Commenting on the road show, Al Marzooqi said, “The road show succeeded in creating awareness about the enormous business opportunities for Japanese investors in the Middle East and the strategic importance of Jafza as a hub to serve the region in the most efficient and cost effective manner. We have already received a number of queries from Japanese businesses who want to base their operations in Jafza to explore opportunities in the GCC, West Asia and African countries.” During the road show and seminars, Jafza also highlighted the Free Zone’s incubator concept, which is designed to attract and support Small and Medium Enterprises (SMEs) seeking to explore opportunities in the region from the Free Zone, at a very nominal cost. The Incubator facility is a collaborative initiative between Jafza and the interested country to support SMEs. Under the scheme, Jafza allots facilities to the Government agency for the Incubation Centre, who in turn allocate space in the Centre to interested investors from their respective countries.

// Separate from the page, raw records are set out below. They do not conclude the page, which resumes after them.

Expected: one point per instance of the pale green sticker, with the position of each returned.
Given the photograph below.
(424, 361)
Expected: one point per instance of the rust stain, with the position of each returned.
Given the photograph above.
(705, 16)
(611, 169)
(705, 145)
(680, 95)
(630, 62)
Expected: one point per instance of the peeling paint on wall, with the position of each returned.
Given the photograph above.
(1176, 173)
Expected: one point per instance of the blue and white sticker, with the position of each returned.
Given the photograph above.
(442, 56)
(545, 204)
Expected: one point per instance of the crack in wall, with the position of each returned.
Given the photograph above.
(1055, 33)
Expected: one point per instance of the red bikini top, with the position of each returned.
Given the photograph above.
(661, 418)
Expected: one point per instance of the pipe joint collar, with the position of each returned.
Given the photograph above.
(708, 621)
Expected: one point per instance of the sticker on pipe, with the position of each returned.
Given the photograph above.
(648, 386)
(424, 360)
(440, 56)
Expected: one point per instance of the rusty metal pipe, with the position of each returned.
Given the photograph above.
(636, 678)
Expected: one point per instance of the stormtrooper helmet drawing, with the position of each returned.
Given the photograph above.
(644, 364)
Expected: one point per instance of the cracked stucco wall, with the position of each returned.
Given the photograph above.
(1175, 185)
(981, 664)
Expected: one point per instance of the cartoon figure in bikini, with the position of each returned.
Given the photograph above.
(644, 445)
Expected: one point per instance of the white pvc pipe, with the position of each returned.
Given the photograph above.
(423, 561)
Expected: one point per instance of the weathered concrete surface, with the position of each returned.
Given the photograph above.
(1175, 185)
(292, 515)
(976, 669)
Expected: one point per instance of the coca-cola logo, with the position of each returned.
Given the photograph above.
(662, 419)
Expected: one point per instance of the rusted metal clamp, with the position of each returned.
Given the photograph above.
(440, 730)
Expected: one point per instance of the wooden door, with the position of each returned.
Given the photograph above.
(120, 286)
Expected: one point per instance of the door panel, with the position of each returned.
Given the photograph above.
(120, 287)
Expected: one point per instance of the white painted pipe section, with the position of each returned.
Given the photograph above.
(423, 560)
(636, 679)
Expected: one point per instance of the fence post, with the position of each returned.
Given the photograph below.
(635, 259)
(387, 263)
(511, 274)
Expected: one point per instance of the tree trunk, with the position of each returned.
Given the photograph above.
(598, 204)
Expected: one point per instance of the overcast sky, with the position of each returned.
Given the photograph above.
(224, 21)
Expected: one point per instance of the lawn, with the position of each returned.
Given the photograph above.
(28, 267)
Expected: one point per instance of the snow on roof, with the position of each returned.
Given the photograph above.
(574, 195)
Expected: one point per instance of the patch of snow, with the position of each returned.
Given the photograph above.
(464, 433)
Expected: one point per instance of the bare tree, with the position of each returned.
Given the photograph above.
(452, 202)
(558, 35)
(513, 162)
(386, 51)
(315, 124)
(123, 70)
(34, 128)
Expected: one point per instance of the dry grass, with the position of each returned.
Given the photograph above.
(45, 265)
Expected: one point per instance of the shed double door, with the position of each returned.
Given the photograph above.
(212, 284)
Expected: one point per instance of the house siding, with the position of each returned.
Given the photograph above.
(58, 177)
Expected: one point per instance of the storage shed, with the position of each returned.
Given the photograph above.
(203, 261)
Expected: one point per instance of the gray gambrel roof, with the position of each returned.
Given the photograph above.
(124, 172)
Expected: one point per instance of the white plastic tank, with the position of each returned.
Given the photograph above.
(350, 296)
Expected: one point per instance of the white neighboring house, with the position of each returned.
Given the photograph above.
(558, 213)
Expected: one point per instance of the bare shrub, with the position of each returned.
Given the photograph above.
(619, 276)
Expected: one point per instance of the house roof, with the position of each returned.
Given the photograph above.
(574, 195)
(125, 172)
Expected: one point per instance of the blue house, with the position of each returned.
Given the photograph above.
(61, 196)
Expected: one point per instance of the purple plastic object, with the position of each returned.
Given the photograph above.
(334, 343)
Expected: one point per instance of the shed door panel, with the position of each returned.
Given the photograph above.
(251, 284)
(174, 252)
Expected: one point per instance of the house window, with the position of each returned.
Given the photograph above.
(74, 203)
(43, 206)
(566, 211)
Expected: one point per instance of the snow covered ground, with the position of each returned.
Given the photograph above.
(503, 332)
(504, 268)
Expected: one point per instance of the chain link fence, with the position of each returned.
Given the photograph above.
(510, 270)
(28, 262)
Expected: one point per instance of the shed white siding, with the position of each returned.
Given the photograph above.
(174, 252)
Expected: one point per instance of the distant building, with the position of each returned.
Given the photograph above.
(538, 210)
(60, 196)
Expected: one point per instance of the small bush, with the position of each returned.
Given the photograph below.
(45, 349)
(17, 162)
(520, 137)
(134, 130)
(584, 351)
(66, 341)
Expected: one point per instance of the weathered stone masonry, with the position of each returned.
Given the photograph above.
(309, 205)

Jafza wants to extend Incubator support to Japanese SMEs and is in talk with various government agencies and private organisations to set-up and run a Japanese Incubation Centre in Jafza.

The Jafza team was led by Adil Al Zarooni and included Khalid Al Marzooqi, Gota Akai, Japan Market Representative in Jafza, EOK, the Jafza Agent in Japan and representatives of Bridgestone, Chori Trading and Brothers International, who are all based in Jafza.